2021-2022 ACM-ICPC Nordic Collegiate Programming Contest (NCPC 2021)
A. Antenna Analysis
分类讨论一下
如果\(x_i > x_j\),则有\((x_i - Ci) + (Cj - x_j)\)
如果\(x_i < x_j\),则有\((-x_i - Ci) + (x_j + C_j)\)

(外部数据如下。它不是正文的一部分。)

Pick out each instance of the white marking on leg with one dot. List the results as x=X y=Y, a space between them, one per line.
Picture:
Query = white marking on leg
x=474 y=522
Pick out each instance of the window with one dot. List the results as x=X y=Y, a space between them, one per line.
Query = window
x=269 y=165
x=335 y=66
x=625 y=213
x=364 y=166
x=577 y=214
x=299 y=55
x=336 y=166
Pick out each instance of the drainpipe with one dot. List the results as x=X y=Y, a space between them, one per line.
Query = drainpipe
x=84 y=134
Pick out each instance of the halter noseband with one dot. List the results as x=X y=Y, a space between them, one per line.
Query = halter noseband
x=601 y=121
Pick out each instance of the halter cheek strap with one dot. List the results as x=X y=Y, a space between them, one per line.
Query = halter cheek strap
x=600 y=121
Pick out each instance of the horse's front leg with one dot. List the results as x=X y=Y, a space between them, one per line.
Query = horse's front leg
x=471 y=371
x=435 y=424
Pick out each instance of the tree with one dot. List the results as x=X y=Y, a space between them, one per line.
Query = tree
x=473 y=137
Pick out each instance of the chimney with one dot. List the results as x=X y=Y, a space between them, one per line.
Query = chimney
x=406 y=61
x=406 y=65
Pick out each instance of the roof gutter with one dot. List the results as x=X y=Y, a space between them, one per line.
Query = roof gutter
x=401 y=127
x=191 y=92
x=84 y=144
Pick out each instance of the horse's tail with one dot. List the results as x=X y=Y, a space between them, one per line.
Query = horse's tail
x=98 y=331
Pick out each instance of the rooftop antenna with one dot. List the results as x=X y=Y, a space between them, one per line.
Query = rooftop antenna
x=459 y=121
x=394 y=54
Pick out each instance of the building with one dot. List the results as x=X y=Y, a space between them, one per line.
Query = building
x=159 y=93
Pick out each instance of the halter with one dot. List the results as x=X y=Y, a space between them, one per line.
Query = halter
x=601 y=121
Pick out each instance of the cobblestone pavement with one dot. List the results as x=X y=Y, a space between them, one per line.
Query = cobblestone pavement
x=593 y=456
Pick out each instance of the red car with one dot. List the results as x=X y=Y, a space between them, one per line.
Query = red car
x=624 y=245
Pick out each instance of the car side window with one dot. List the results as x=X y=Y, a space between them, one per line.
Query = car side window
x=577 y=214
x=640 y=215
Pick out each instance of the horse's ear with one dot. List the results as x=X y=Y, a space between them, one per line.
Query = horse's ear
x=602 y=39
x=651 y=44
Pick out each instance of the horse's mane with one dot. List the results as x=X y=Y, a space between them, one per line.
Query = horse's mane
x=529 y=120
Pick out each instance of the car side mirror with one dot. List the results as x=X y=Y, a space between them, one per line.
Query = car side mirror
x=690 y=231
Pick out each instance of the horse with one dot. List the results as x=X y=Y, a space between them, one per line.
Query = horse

因此我们可以把\(x_j\)当做下标,\((Cj - x_j),(Cj + x_j)\)当做值,分别实现\((x_i,\infty),(-\infty,x_i)\)的区间最值查询就好了。
区间最值查询可以使用线段树实现。
#include <bits/stdc++.h>
using namespace std;
using i32 = int32_t;
using i64 = long long;
#define int i64
using pii = pair<int, int>;
using vi = vector<int>;
const int inf = LLONG_MAX / 2;
struct Node {
int l, r, value;
Node *left, *right;
Node(int l, int r, int value, Node *left, Node *right) :
l(l), r(r), value(value), left(left), right(right) {};
} *root1, *root2;
// 建树
Node *build(int l, int r) {
if (l == r) return new Node(l, r, -inf, nullptr, nullptr);
int mid = (l + r) >> 1;
Node *left = build(l, mid), *right = build(mid + 1, r);
return new Node(l, r, max(left->value, right->value), left, right);
}
// 修改
void modify(int l, int r, int v, Node *cur) {
if (l > cur->r || r < cur->l) return;
if (l <= cur->l && r >= cur->r) {
cur->value = max(cur->value, v);
return;
}
int mid = (cur->l + cur->r) >> 1;
if (l <= mid) modify(l, r, v, cur->left);
if (r > mid) modify(l, r, v, cur->right);
cur->value = max(cur->left->value, cur->right->value);
return;
}
// 查询
int query(int l, int r, Node *cur) {
if (l <= cur->l && r >= cur->r) return cur->value;
int mid = (cur->l + cur->r) >> 1, res = -inf;
if (l <= mid) res = max(res, query(l, r, cur->left));
if (r > mid) res = max(res, query(l, r, cur->right));
return res;
}
void modify(int x, int v, Node *cur) {
modify(x, x, v, cur);
}
int query(int x, Node *cur) {
return query(1, x, cur);
}
const int N = 2e6;
i32 main() {
ios::sync_with_stdio(false), cin.tie(nullptr);
int n, c;
cin >> n >> c;
root1 = build(-N, N), root2 = build(-N, N);
for (int i = 1, x, y, z, res; i <= n; i++) {
cin >> x, res = 0;
y = x - c * i, z = query(-N, x - 1, root1);
res = max(res, y + z);
y = -x - c * i, z = query(x + 1, N, root2);
res = max(res, y + z);
modify(x, c * i - x, root1);
modify(x, c * i + x, root2);
cout << res << " ";
}
return 0;
}
换一种角度来考虑问题,\(|x-y| =\max( x - y , y - x)\)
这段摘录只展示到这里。